2017: A new chapter in my career

“I’ll support you in any way I can, but it’s time for you to make a decision.” That’s how my wife finally ended the many conversations we’ve had over the last couple of weeks. She had a point here because all our talks circled around the same two big questions, every time: What direction do I want my career to take? And how does that align with the life I envision for myself and for us?

None of the answers that came to mind felt satisfying or right, and it took me a while to realise that I indeed had the order of my questions (and thinking) wrong. So I tried again:

What kind of life do I want to lead? And how does that align with my current (and future) career?

In terms of fleshing out our ideal way of life, we were on the same page: No to mortgage and kids (for now); yes to independence and self-sufficiency and ticking off the many items on our bucket list. With all this in mind, the logical conclusion for me was to take a leap of faith and end my employment as Business Development Manager at Waterline Projects. Sounds quite drastic, or rash even? Not once you’ve realized how much time and energy and mental capacity you need to steer your career in a direction which better accommodates a time- and location-independent way of working.

I’m sure many professionals ask similar questions at least once in the lifetime of their careers. From experience, I know it’s vital to find answers that are deserving of the time you invest into finding them. And that your answers should guide you towards a career that’s built on your talents and interests more than anything else. Expert knowledge and certificates can always be acquired through studies, online seminars, TAFE, workshops, a mentoring program. If your talents and interests aren’t part of the deal though, it’s going to be a tough ride through your working life. I know because this is what sparked the discussions with my wife in the first place.

That being said: If you are a proactive professional with bold ideas and a knack for table tennis, Waterline Projects offers pretty much everything you could ask for as an employee. You’re part of a genuinely supportive team, you’re free to choose your own methods and tools to achieve your KPIs, and you’re hit by a true start-up vibe thanks to the tight-knit collaboration with RedEye, a cloud-based data management company, next door. Overall, looking back at my experience at Waterline there is just one thing that didn’t work for me, and that’s the industry they predominantly operate in: mining. The more I learnt about it, site visits and client meetings included, the more I realised that I couldn’t develop the same passion for this sector as everyone else on my team.
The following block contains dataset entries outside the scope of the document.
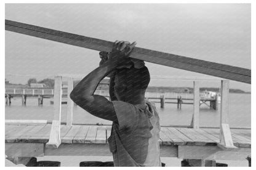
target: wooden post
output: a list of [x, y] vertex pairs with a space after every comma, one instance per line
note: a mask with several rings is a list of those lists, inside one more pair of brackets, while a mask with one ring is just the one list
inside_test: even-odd
[[199, 128], [199, 104], [200, 93], [199, 82], [194, 81], [194, 107], [192, 120], [192, 126], [193, 128]]
[[73, 123], [73, 107], [74, 106], [74, 102], [70, 98], [70, 93], [73, 89], [73, 78], [69, 78], [68, 80], [68, 108], [66, 113], [66, 125], [72, 126]]
[[25, 105], [25, 95], [22, 96], [22, 104]]
[[54, 112], [50, 138], [46, 147], [58, 148], [61, 144], [60, 122], [62, 113], [62, 77], [55, 76], [54, 82]]
[[161, 96], [161, 99], [160, 99], [160, 103], [161, 103], [161, 108], [164, 108], [164, 95], [162, 95]]
[[220, 144], [225, 147], [235, 147], [233, 145], [232, 136], [228, 125], [228, 93], [229, 81], [222, 80], [220, 117]]

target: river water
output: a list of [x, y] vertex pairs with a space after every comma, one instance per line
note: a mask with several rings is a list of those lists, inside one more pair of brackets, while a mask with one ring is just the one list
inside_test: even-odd
[[[229, 99], [229, 122], [231, 127], [250, 127], [250, 94], [230, 94]], [[192, 95], [183, 98], [192, 98]], [[53, 117], [54, 105], [50, 104], [53, 99], [44, 99], [42, 106], [38, 106], [37, 98], [27, 98], [26, 106], [22, 106], [20, 98], [12, 99], [11, 106], [6, 106], [6, 119], [30, 119], [47, 120], [51, 121]], [[191, 102], [191, 101], [190, 101]], [[160, 108], [159, 103], [156, 103], [160, 117], [161, 126], [174, 125], [188, 125], [190, 124], [193, 114], [192, 104], [183, 104], [182, 109], [178, 110], [177, 104], [166, 104], [164, 109]], [[74, 123], [84, 124], [111, 123], [111, 122], [94, 117], [78, 106], [74, 106], [73, 110]], [[66, 121], [66, 104], [62, 107], [62, 122]], [[220, 109], [210, 109], [206, 105], [200, 106], [200, 126], [218, 126]], [[37, 157], [38, 161], [58, 161], [61, 166], [79, 166], [81, 161], [113, 161], [112, 156], [46, 156]], [[180, 166], [182, 159], [177, 158], [161, 158], [161, 161], [166, 166]], [[217, 160], [218, 163], [228, 164], [228, 166], [247, 166], [247, 160], [228, 161]]]
[[[229, 122], [231, 127], [250, 127], [250, 94], [230, 94]], [[189, 94], [188, 96], [183, 98], [193, 98], [193, 96]], [[44, 99], [43, 106], [38, 106], [36, 98], [28, 98], [26, 106], [22, 106], [21, 98], [14, 98], [12, 99], [10, 106], [6, 106], [6, 119], [51, 121], [53, 117], [54, 105], [50, 104], [50, 100], [53, 99]], [[183, 104], [181, 110], [177, 109], [177, 104], [175, 104], [166, 103], [164, 109], [160, 108], [159, 103], [156, 103], [156, 106], [159, 114], [160, 123], [162, 126], [190, 124], [193, 114], [193, 104]], [[200, 126], [218, 126], [220, 110], [210, 109], [206, 105], [202, 104], [200, 106]], [[111, 124], [111, 122], [93, 116], [77, 106], [74, 107], [73, 117], [74, 123]], [[62, 122], [65, 122], [66, 120], [66, 104], [63, 104]]]

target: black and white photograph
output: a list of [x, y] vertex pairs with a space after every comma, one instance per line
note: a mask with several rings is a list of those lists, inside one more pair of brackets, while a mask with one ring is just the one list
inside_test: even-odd
[[4, 4], [5, 166], [250, 167], [252, 4], [127, 2]]

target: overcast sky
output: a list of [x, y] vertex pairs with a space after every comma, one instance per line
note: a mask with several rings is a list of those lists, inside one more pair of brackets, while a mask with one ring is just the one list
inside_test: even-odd
[[[250, 4], [6, 4], [6, 19], [107, 41], [136, 41], [140, 47], [250, 69]], [[99, 61], [96, 51], [6, 31], [6, 77], [14, 83], [60, 73], [86, 75]], [[154, 75], [215, 78], [146, 64]], [[158, 86], [192, 84], [151, 82]], [[250, 91], [250, 85], [233, 81], [231, 88]]]

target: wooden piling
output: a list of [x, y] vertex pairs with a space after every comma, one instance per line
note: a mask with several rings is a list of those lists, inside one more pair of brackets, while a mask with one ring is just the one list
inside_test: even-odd
[[22, 106], [26, 105], [26, 95], [24, 95], [22, 96]]
[[161, 96], [161, 98], [160, 98], [161, 108], [164, 108], [164, 101], [165, 101], [164, 95]]
[[38, 95], [38, 106], [42, 105], [43, 102], [43, 96], [41, 95]]

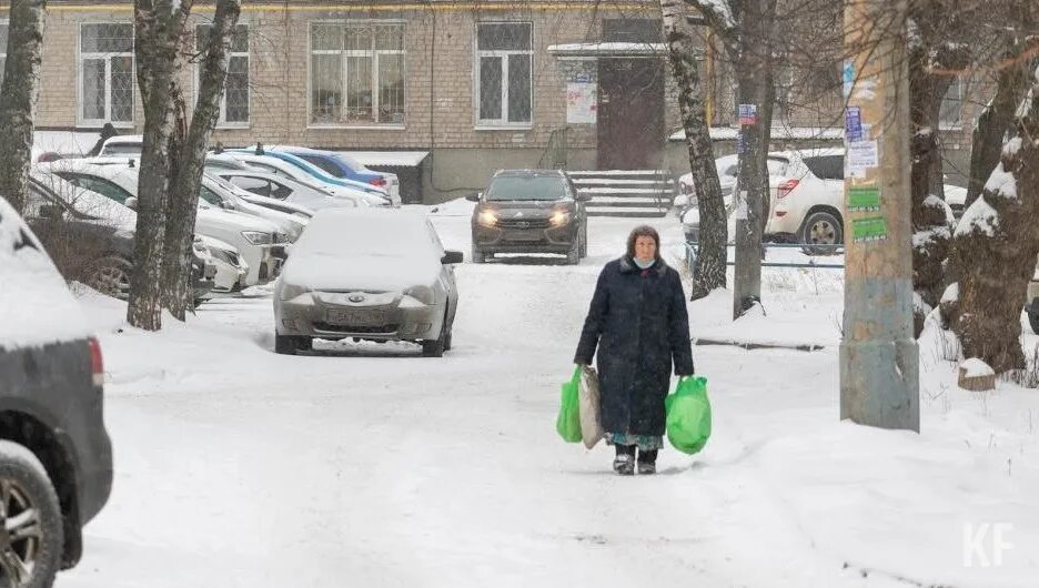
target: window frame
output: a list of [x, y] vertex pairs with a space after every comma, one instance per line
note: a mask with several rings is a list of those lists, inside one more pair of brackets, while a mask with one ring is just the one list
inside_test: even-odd
[[[85, 27], [98, 26], [98, 24], [118, 24], [118, 26], [129, 26], [130, 27], [130, 42], [131, 50], [128, 52], [84, 52], [83, 51], [83, 29]], [[137, 107], [138, 107], [138, 95], [137, 95], [137, 54], [133, 50], [133, 44], [137, 43], [137, 37], [133, 31], [133, 22], [129, 21], [119, 21], [119, 20], [99, 20], [99, 21], [84, 21], [80, 22], [77, 27], [77, 37], [75, 37], [75, 122], [78, 126], [103, 126], [107, 123], [111, 123], [115, 129], [133, 129], [135, 126], [137, 119]], [[129, 57], [130, 58], [130, 70], [133, 77], [133, 83], [130, 84], [130, 120], [129, 121], [113, 121], [112, 120], [112, 58], [115, 57]], [[84, 95], [83, 95], [83, 62], [88, 59], [101, 59], [104, 61], [104, 118], [103, 119], [87, 119], [83, 116], [83, 105], [84, 105]]]
[[[480, 27], [483, 24], [528, 24], [531, 27], [531, 49], [523, 50], [482, 50], [480, 49]], [[529, 130], [534, 128], [534, 48], [537, 47], [533, 20], [477, 20], [473, 29], [473, 126], [477, 131], [494, 130]], [[508, 121], [508, 57], [527, 55], [531, 59], [531, 120]], [[502, 63], [502, 114], [504, 118], [481, 119], [480, 116], [480, 60], [482, 58], [498, 58]]]
[[[343, 29], [345, 34], [345, 29], [349, 28], [364, 28], [364, 27], [379, 27], [379, 26], [395, 26], [401, 28], [401, 44], [403, 49], [375, 49], [374, 45], [371, 50], [357, 50], [357, 49], [314, 49], [314, 37], [313, 30], [314, 26], [337, 26]], [[347, 84], [350, 83], [350, 78], [347, 75], [347, 58], [350, 57], [371, 57], [372, 58], [372, 112], [375, 113], [377, 118], [379, 112], [379, 55], [380, 54], [394, 54], [403, 57], [403, 89], [404, 89], [404, 122], [344, 122], [342, 120], [335, 122], [315, 122], [314, 121], [314, 101], [313, 101], [313, 91], [314, 91], [314, 55], [339, 55], [340, 57], [340, 70], [342, 74], [342, 95], [346, 97]], [[371, 130], [392, 130], [392, 131], [403, 131], [407, 128], [407, 21], [404, 19], [320, 19], [312, 20], [307, 23], [306, 28], [306, 128], [307, 129], [371, 129]], [[340, 108], [345, 111], [345, 102], [340, 104]], [[341, 113], [342, 118], [342, 113]]]
[[[213, 24], [210, 22], [198, 22], [194, 27], [194, 41], [195, 41], [195, 51], [199, 51], [199, 29], [202, 27], [209, 27], [212, 29]], [[235, 24], [235, 28], [242, 27], [245, 29], [245, 51], [234, 51], [234, 41], [232, 39], [231, 51], [228, 52], [228, 68], [230, 71], [231, 68], [231, 58], [245, 58], [245, 71], [249, 75], [249, 83], [245, 85], [245, 108], [249, 110], [249, 115], [244, 121], [231, 121], [228, 122], [228, 84], [224, 82], [224, 90], [220, 94], [220, 118], [216, 120], [216, 129], [249, 129], [252, 126], [252, 114], [253, 114], [253, 103], [252, 103], [252, 36], [250, 34], [250, 24], [249, 22], [239, 22]], [[232, 36], [234, 33], [232, 32]], [[200, 53], [200, 61], [194, 63], [192, 68], [192, 84], [194, 87], [194, 98], [195, 101], [199, 99], [199, 92], [202, 89], [202, 83], [199, 77], [202, 74], [202, 61]]]

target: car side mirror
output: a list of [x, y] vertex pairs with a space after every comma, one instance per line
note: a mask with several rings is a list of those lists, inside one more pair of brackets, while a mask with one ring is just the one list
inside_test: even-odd
[[444, 256], [441, 257], [441, 263], [444, 265], [453, 265], [456, 263], [462, 263], [463, 261], [465, 261], [465, 256], [461, 251], [447, 251], [444, 252]]
[[40, 219], [48, 221], [60, 221], [64, 217], [64, 209], [57, 204], [43, 204], [40, 206]]

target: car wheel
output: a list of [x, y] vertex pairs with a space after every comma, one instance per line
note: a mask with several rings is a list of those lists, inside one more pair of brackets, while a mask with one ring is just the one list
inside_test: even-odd
[[28, 449], [0, 440], [0, 586], [49, 587], [64, 531], [54, 485]]
[[274, 335], [274, 353], [279, 355], [295, 355], [297, 348], [296, 337], [290, 335]]
[[569, 251], [566, 252], [566, 264], [567, 265], [577, 265], [581, 263], [581, 240], [575, 239], [571, 243]]
[[[801, 243], [805, 245], [844, 244], [844, 225], [836, 215], [819, 211], [808, 215], [801, 229]], [[836, 253], [831, 247], [805, 247], [809, 254]]]
[[581, 227], [581, 253], [577, 254], [582, 260], [588, 256], [588, 225]]
[[133, 264], [128, 260], [114, 255], [101, 257], [90, 264], [87, 271], [87, 285], [101, 294], [124, 301], [130, 297], [132, 273]]

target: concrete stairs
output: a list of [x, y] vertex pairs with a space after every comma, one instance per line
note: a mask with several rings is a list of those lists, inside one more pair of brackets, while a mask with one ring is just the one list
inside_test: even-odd
[[660, 170], [567, 172], [577, 191], [589, 194], [588, 216], [659, 217], [675, 197], [675, 180]]

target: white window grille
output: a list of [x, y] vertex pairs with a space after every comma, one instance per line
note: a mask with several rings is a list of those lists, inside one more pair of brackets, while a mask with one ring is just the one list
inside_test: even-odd
[[80, 26], [79, 122], [133, 123], [133, 24]]
[[311, 24], [312, 124], [404, 124], [404, 23]]
[[476, 123], [529, 125], [533, 104], [534, 24], [476, 24]]

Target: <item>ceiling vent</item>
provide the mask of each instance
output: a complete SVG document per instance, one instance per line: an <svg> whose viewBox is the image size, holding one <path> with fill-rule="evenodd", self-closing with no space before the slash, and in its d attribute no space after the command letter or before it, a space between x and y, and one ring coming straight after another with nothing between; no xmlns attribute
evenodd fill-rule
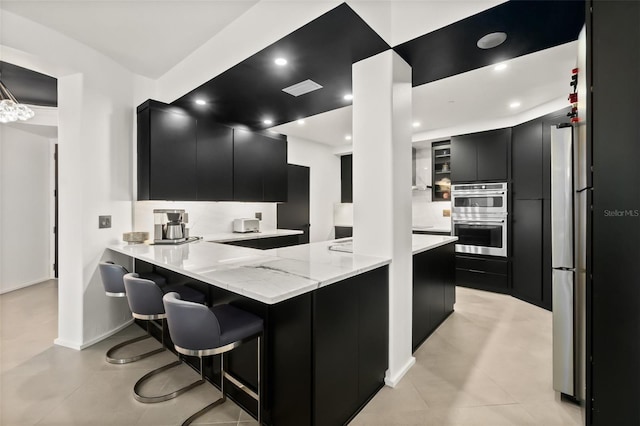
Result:
<svg viewBox="0 0 640 426"><path fill-rule="evenodd" d="M294 84L293 86L285 87L282 91L290 94L291 96L300 96L318 89L322 89L322 86L313 80L305 80L298 84Z"/></svg>

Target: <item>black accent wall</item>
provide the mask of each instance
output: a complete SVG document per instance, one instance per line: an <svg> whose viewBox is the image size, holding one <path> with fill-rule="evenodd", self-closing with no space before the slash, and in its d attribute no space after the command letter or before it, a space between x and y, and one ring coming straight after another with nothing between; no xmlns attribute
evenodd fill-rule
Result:
<svg viewBox="0 0 640 426"><path fill-rule="evenodd" d="M640 424L640 2L589 1L587 424ZM590 72L590 74L589 74Z"/></svg>

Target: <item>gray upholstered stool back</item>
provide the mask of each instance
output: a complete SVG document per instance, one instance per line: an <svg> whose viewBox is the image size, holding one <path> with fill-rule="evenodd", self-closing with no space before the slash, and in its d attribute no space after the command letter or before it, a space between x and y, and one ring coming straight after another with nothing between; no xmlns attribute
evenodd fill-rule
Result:
<svg viewBox="0 0 640 426"><path fill-rule="evenodd" d="M221 346L220 324L207 306L180 300L177 293L166 294L164 305L169 334L176 346L192 351Z"/></svg>
<svg viewBox="0 0 640 426"><path fill-rule="evenodd" d="M100 262L99 269L102 285L107 296L125 297L126 294L122 278L129 271L113 262Z"/></svg>
<svg viewBox="0 0 640 426"><path fill-rule="evenodd" d="M164 318L162 290L151 280L140 278L136 273L124 276L124 287L127 293L129 308L135 318Z"/></svg>

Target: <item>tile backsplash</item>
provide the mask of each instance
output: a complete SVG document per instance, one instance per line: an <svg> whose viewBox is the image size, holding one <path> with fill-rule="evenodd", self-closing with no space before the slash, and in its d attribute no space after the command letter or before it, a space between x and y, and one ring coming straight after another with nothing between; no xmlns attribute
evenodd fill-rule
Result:
<svg viewBox="0 0 640 426"><path fill-rule="evenodd" d="M153 238L154 209L184 209L189 214L189 235L202 236L233 231L233 219L262 213L260 229L276 229L276 203L205 201L137 201L134 203L135 231L147 231Z"/></svg>

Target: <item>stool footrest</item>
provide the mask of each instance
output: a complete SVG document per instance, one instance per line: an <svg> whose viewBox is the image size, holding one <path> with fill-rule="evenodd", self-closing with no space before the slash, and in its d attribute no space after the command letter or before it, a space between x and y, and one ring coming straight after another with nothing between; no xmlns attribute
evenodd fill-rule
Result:
<svg viewBox="0 0 640 426"><path fill-rule="evenodd" d="M144 376L142 376L140 378L140 380L138 380L136 382L136 384L133 386L133 396L134 396L134 398L137 401L144 402L144 403L147 403L147 404L155 403L155 402L168 401L168 400L173 399L173 398L177 397L178 395L181 395L181 394L185 393L186 391L188 391L190 389L193 389L196 386L199 386L199 385L201 385L201 384L203 384L205 382L203 379L199 379L199 380L196 380L193 383L188 384L187 386L184 386L184 387L182 387L182 388L180 388L178 390L175 390L173 392L170 392L170 393L167 393L167 394L164 394L164 395L145 396L145 395L142 395L140 393L140 388L142 387L142 384L144 382L149 380L151 377L153 377L153 376L155 376L157 374L160 374L163 371L169 370L169 369L171 369L173 367L177 367L180 364L182 364L182 360L174 361L174 362L172 362L170 364L163 365L162 367L156 368L155 370L152 370L152 371L148 372L147 374L145 374Z"/></svg>
<svg viewBox="0 0 640 426"><path fill-rule="evenodd" d="M114 352L118 351L119 349L124 348L127 345L130 345L132 343L136 343L139 342L141 340L145 340L148 339L149 337L151 337L149 334L145 334L144 336L139 336L130 340L127 340L126 342L122 342L119 343L117 345L115 345L114 347L112 347L111 349L109 349L107 351L107 362L110 364L129 364L131 362L136 362L139 361L143 358L147 358L151 355L155 355L157 353L163 352L165 350L165 348L158 348L158 349L154 349L152 351L149 352L145 352L143 354L139 354L139 355L134 355L132 357L129 358L116 358L113 356Z"/></svg>
<svg viewBox="0 0 640 426"><path fill-rule="evenodd" d="M207 405L206 407L204 407L203 409L201 409L197 413L193 413L187 420L182 422L182 426L189 426L195 419L197 419L198 417L200 417L201 415L203 415L207 411L209 411L209 410L217 407L218 405L224 403L226 400L227 400L226 396L223 396L222 398L216 399L211 404Z"/></svg>
<svg viewBox="0 0 640 426"><path fill-rule="evenodd" d="M258 394L257 393L255 393L254 391L249 389L247 387L247 385L245 385L240 380L236 379L235 377L233 377L231 374L227 373L226 371L224 372L224 378L229 380L234 385L236 385L236 387L238 389L240 389L241 391L243 391L244 393L249 395L251 398L255 399L256 401L258 400Z"/></svg>

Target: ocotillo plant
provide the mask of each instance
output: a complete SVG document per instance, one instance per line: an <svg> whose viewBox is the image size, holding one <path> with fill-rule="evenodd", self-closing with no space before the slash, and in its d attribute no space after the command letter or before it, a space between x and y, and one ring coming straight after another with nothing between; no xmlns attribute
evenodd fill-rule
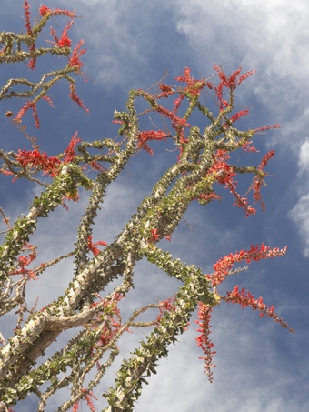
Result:
<svg viewBox="0 0 309 412"><path fill-rule="evenodd" d="M220 199L220 186L232 193L234 206L243 209L245 216L254 215L255 208L250 205L248 195L243 196L237 190L237 180L243 175L252 176L248 193L253 194L252 202L259 203L264 209L261 187L267 176L264 168L274 152L266 153L257 165L250 163L250 155L255 151L254 135L278 125L241 131L236 123L248 110L237 111L234 107L237 87L254 72L241 74L238 68L227 75L214 65L217 79L194 79L186 67L183 75L175 79L177 85L168 85L164 78L151 91L130 92L126 109L115 112L114 122L119 125L116 138L83 141L76 133L59 155L48 156L40 149L44 136L35 138L27 134L25 114L33 113L39 128L38 102L46 100L53 105L48 94L58 81L68 82L70 97L86 110L76 94L75 79L75 75L84 75L80 58L85 50L82 41L72 48L68 36L75 12L41 5L39 17L33 23L26 0L24 12L25 34L0 33L0 62L25 62L33 71L38 59L46 55L62 57L66 64L44 74L37 82L11 78L0 91L1 100L26 99L16 115L7 111L6 116L27 137L29 146L17 151L0 149L1 176L13 181L27 179L42 188L27 213L14 223L10 222L10 211L0 209L5 225L0 247L0 314L5 319L17 310L12 336L0 336L0 410L14 410L15 405L35 394L37 411L44 411L51 397L64 387L68 389L68 397L55 407L57 410L77 411L82 400L95 410L95 388L108 367L121 356L119 338L129 329L151 328L131 357L123 361L114 387L111 383L111 389L104 394L108 404L105 410L132 410L146 377L155 372L158 359L167 356L169 346L185 331L196 309L196 341L202 349L205 373L212 381L214 345L209 337L210 320L214 308L223 302L258 310L261 317L271 317L292 331L274 306L266 306L262 298L255 299L237 286L226 295L218 290L226 276L246 268L237 264L281 256L286 248L271 248L264 244L251 246L248 250L223 256L214 264L212 273L204 273L200 267L174 258L158 245L163 238L171 240L192 202L206 206ZM51 28L47 46L38 46L47 23L55 17L69 21L60 34ZM205 106L205 92L216 102L216 113ZM137 113L137 100L144 102L141 113ZM161 118L162 126L155 124L153 130L144 129L143 118L149 114ZM203 128L191 123L196 114ZM153 141L169 141L174 146L174 164L164 172L113 242L95 241L95 217L104 206L107 187L141 151L155 156ZM248 166L234 164L234 152L240 152ZM82 196L88 200L76 227L75 242L65 254L35 265L40 249L39 245L32 243L32 237L42 219L48 219L55 209L63 206L69 216L68 202L78 202ZM45 307L35 305L29 309L29 282L40 282L43 274L48 276L52 266L69 257L74 258L74 270L65 292ZM142 258L178 279L180 286L164 301L152 301L152 291L148 304L131 313L122 313L118 303L130 298L135 264ZM154 310L156 314L152 320L141 320L142 314ZM61 342L64 331L74 331L77 327L75 334L61 348L49 352L47 358L41 360L56 338Z"/></svg>

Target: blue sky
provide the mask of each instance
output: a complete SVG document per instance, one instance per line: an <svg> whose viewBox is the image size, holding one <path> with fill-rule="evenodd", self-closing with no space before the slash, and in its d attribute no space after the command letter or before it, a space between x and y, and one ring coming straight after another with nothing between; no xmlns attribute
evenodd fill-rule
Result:
<svg viewBox="0 0 309 412"><path fill-rule="evenodd" d="M2 0L0 31L23 29L23 3ZM40 5L31 4L35 15ZM76 130L85 140L115 136L111 122L114 110L124 108L131 88L148 88L165 70L174 84L185 66L191 67L195 77L208 77L214 75L214 62L227 73L238 66L244 72L257 71L237 95L240 104L252 106L240 127L282 126L256 136L261 157L266 150L275 150L267 168L275 177L268 178L263 191L266 213L258 211L244 218L241 210L232 207L233 199L226 192L222 203L205 208L193 205L185 215L192 230L182 222L168 246L184 261L210 272L220 256L250 248L251 243L264 241L274 247L287 245L286 256L252 265L247 272L223 284L221 292L238 284L256 297L263 296L266 303L274 303L276 311L296 333L289 334L278 324L260 319L250 309L223 304L213 316L212 338L217 351L214 382L208 383L203 362L197 359L201 354L195 347L192 321L189 331L171 348L169 359L162 361L157 375L150 377L135 410L309 410L309 4L305 0L46 0L45 5L74 7L82 16L75 20L71 37L75 43L84 38L87 49L83 62L89 80L78 83L78 92L90 109L87 115L75 106L67 97L66 85L52 90L55 109L40 106L41 129L35 130L28 119L28 130L48 154L63 150ZM55 29L63 28L56 19L51 24ZM25 67L22 68L21 74L16 69L12 75L3 65L1 82L7 76L25 75ZM5 116L6 110L15 111L20 105L0 102L0 142L5 149L27 144ZM110 242L166 168L167 152L154 147L153 157L141 154L111 186L95 238ZM14 218L26 213L37 190L22 182L13 186L2 177L1 206ZM42 261L75 241L83 202L81 199L80 204L70 206L69 219L65 210L59 210L42 222L35 234ZM64 264L53 269L48 279L33 282L30 301L39 295L39 306L44 306L64 291L70 268L69 263ZM158 298L164 298L166 290L173 293L174 284L166 282L163 274L145 262L137 265L136 274L136 299L145 298L150 290ZM133 337L127 337L122 343L124 351L132 350L129 347L135 342ZM113 384L114 377L110 371L105 388ZM20 404L15 410L29 410L26 407ZM53 406L49 410L55 410Z"/></svg>

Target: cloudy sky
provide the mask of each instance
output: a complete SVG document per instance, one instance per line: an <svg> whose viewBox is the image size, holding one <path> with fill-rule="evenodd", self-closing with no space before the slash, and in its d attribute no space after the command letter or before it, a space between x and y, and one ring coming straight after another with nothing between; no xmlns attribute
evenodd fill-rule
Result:
<svg viewBox="0 0 309 412"><path fill-rule="evenodd" d="M31 4L35 15L39 2ZM22 0L2 0L0 31L23 29L22 5ZM185 66L191 67L194 77L212 76L214 62L227 73L238 66L244 71L256 69L237 95L242 105L251 107L244 128L275 123L282 126L256 137L261 156L265 150L275 151L267 169L275 177L267 180L263 192L265 214L259 211L244 218L240 209L232 207L226 193L220 204L206 208L193 205L185 216L188 225L181 223L169 246L177 257L209 272L220 256L250 248L252 243L264 241L274 247L286 245L284 257L252 265L249 271L228 279L221 292L238 284L256 297L263 296L266 303L275 305L295 334L269 319L260 319L250 309L223 304L213 316L212 338L217 351L214 382L208 383L203 362L197 359L201 354L195 347L196 327L192 321L189 331L171 348L169 359L162 361L157 375L149 379L135 410L309 410L308 2L46 0L45 5L73 6L82 17L75 20L71 37L75 43L83 38L87 48L83 62L88 81L79 82L78 91L90 109L87 115L75 106L65 87L56 86L51 92L55 109L40 106L41 129L35 130L28 119L28 130L48 153L63 150L76 130L86 140L113 137L116 133L111 122L114 110L124 108L131 88L148 88L165 71L174 84ZM63 27L56 19L51 25L58 30ZM16 74L16 69L14 75L25 76L25 70ZM1 82L11 75L7 67L1 66ZM20 105L0 102L0 142L5 149L26 146L25 137L5 116L6 110L15 111ZM157 150L157 156L154 150L153 157L146 154L136 157L111 187L95 226L97 238L110 242L149 194L168 160L166 151ZM0 202L14 218L26 213L37 189L7 181L1 179ZM83 199L71 206L70 219L60 210L42 222L35 235L42 260L75 241L75 225L82 206ZM40 295L39 304L44 306L62 293L70 279L69 268L64 265L48 282L33 282L33 299ZM145 262L136 269L136 298L146 296L149 289L157 290L157 297L163 298L163 274ZM59 271L66 275L57 278ZM166 286L172 293L173 286ZM106 387L113 384L113 373ZM15 410L29 410L26 407L21 404ZM49 410L55 410L53 406Z"/></svg>

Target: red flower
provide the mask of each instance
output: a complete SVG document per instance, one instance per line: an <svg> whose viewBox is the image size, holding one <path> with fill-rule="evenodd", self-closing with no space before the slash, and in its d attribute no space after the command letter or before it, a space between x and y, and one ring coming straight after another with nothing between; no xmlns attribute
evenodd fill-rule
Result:
<svg viewBox="0 0 309 412"><path fill-rule="evenodd" d="M95 255L95 256L97 256L98 254L100 253L100 249L98 249L95 246L98 246L98 245L105 246L107 246L107 243L104 242L103 240L100 240L98 242L93 243L92 239L93 239L93 236L88 236L87 247L88 247L89 250L92 251L92 253Z"/></svg>

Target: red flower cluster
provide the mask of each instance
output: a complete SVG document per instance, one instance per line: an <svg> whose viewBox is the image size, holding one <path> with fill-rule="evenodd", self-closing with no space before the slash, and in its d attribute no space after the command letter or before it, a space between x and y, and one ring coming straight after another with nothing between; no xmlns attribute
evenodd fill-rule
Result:
<svg viewBox="0 0 309 412"><path fill-rule="evenodd" d="M57 175L61 164L57 157L48 157L46 153L41 153L37 149L28 151L18 149L16 160L23 166L36 167L38 170L48 173L51 176Z"/></svg>
<svg viewBox="0 0 309 412"><path fill-rule="evenodd" d="M71 18L75 17L75 15L76 15L75 11L70 12L69 10L61 10L60 8L51 9L51 8L47 7L46 5L41 5L39 8L39 13L40 13L40 15L42 15L43 17L46 14L48 14L50 15L67 15L68 17L71 17Z"/></svg>
<svg viewBox="0 0 309 412"><path fill-rule="evenodd" d="M93 243L92 242L92 239L93 239L93 236L88 236L88 243L87 243L87 248L89 250L91 250L91 252L95 255L95 256L97 256L98 254L100 253L100 249L98 249L97 247L95 247L96 246L98 245L101 245L103 246L107 246L107 243L103 241L103 240L100 240L98 242L95 242L95 243Z"/></svg>
<svg viewBox="0 0 309 412"><path fill-rule="evenodd" d="M250 250L241 250L234 254L230 253L229 255L221 257L221 259L213 266L214 272L212 275L207 275L207 278L212 283L213 287L215 287L229 275L229 272L235 263L243 261L250 263L252 260L258 261L268 257L282 256L286 253L286 246L284 249L279 249L277 247L272 249L264 243L261 246L254 246L252 245Z"/></svg>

That’s not to say that I didn’t give it my best because I believe that every employee should respect themselves enough to perform well every day. When you learn and improve and deliver to the best of your abilities, every company you work for will value your contributions, no matter how long you stayed with them, and you can move on to your next job without regrets or ill feelings. So far, this has always worked well for me and even established lasting professional relationships with managers and team mates beyond the period of employment.

When I look at myself 5 years from now, I see a truly three-dimensional version of my professional self, with a much more complex and complimentary skill set that’s in tune with my core values and beliefs. And because getting there starts today, I will look beyond past studies and experiences when broadening my skill set, and base my decisions more so than ever before on my many interests and talents.

Step one for me: I am planning to start a high-intensity coding boot camp* within the next couple of weeks. I’ve always had an affinity with programming but I never took my basic skills to the next level until now. As life goes, one thing will lead to another which is why I’m very curious what the future holds. What I can say for sure is that this 5-years-from-now-me gets me excited. It makes me get up early in the morning energetically. It makes me complete online seminars, attend networking events outside my current industries, talk to entrepreneurs from different walks of life. And it makes my wife joyful, too, because we’re a lot closer now to ticking off another item on our bucket list.